AI Disruption Starts Faster Than Your Guardrails

[00:00] Jim Schleckser opens the episode by setting the tone: AI isn’t just a trend—it’s a business shift that will separate companies who adapt from those who get left behind.
[02:10] He lays out the “two kinds of companies” reality: the ones embracing AI now, and the ones that won’t survive the next few years because they waited too long.
[05:00] Jim introduces the core CEO problem: if AI adoption spreads inside your company like wildfire, how do you keep visibility and control without crushing innovation?
[07:30] Pete Foley explains how ModelOp began—by helping large enterprises build models and realizing the real issue wasn’t building AI…it was getting it into production.
[10:45] Pete breaks down why AI models can take 9–12 months to deploy in enterprise environments—and why that slow cycle becomes a competitive risk during AI disruption.

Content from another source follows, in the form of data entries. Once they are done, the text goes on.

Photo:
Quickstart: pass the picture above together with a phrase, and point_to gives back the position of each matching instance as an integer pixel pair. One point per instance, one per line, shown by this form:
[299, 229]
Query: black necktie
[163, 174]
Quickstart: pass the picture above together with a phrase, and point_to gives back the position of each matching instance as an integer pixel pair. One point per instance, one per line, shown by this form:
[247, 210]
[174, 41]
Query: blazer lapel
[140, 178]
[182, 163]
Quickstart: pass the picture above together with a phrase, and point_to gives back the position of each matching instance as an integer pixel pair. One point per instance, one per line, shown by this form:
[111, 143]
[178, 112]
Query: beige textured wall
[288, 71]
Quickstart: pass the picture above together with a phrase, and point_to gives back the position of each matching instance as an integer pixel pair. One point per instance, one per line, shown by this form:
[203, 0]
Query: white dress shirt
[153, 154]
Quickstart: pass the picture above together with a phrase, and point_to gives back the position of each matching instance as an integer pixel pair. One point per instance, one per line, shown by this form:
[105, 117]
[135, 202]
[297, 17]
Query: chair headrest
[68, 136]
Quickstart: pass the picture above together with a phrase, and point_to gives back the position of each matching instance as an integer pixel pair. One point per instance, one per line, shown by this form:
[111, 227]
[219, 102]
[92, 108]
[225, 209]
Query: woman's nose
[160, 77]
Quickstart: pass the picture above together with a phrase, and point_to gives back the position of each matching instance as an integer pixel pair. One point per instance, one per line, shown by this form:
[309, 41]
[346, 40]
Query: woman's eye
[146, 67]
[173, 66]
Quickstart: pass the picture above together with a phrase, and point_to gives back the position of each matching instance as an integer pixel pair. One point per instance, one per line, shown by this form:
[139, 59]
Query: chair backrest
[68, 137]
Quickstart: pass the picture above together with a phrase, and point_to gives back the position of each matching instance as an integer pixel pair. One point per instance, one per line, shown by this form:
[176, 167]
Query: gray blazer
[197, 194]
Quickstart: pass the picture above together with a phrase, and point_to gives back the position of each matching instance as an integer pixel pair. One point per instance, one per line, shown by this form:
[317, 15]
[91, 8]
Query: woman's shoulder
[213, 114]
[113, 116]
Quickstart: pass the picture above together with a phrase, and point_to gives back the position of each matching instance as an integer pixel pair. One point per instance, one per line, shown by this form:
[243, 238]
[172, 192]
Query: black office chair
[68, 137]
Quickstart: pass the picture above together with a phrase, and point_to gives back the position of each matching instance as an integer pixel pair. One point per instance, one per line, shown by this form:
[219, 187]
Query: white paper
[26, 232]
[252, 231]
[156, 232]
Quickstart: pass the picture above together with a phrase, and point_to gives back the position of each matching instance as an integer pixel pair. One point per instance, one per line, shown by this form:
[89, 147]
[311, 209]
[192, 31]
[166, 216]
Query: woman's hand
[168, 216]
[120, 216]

How to Scale AI Without Blowing Up the Business

[14:20] The conversation shifts to what leadership really needs: a way to manage AI across the entire organization—not just one department or one use case.
[17:15] Pete explains the first priority: visibility. Before you can govern anything, you need an inventory of what models exist, who owns them, and what business impact they touch.
[19:40] AI disruption gets more dangerous when every team builds its own models—because without oversight, risk can spread faster than your ability to respond.
[23:30] Pete introduces the “air traffic controller” analogy: you need a system that tracks every “plane” (model), enforces policies, and monitors performance in real time.
[28:10] They talk about the board-level pressure: AI is now a governance issue as much as a technology issue—because the downside risk can be just as high-impact as the upside.
[33:05] The episode closes with a practical reminder: the smartest move is putting the “tracks” down early—because waiting until you’ve lost control during AI disruption is usually too late.

About Pete Foley

With more than 25 years of executive and entrepreneurial experience in enterprise software and a track record of successful business exits, Pete Foley’s leadership gives ModelOp customers, partners and employees a high level of trust and confidence in the company and its future.

Prior to co-founding ModelOp, Pete held several chief executive roles, including CEO of RingCube Technologies, a desktop virtualization software solution provider acquired by Citrix in 2011; CEO of PortAuthority Technologies, a provider of data leak protection systems, from 2005 through its acquisition by Websense in 2007; and CEO of Infoblox (BLOX) from 2002 through 2005. In addition, Pete was the Executive Chairman of Graphite Systems, a low latency, flash-based big data appliance that was acquired by EMC, from 2012 to 2015.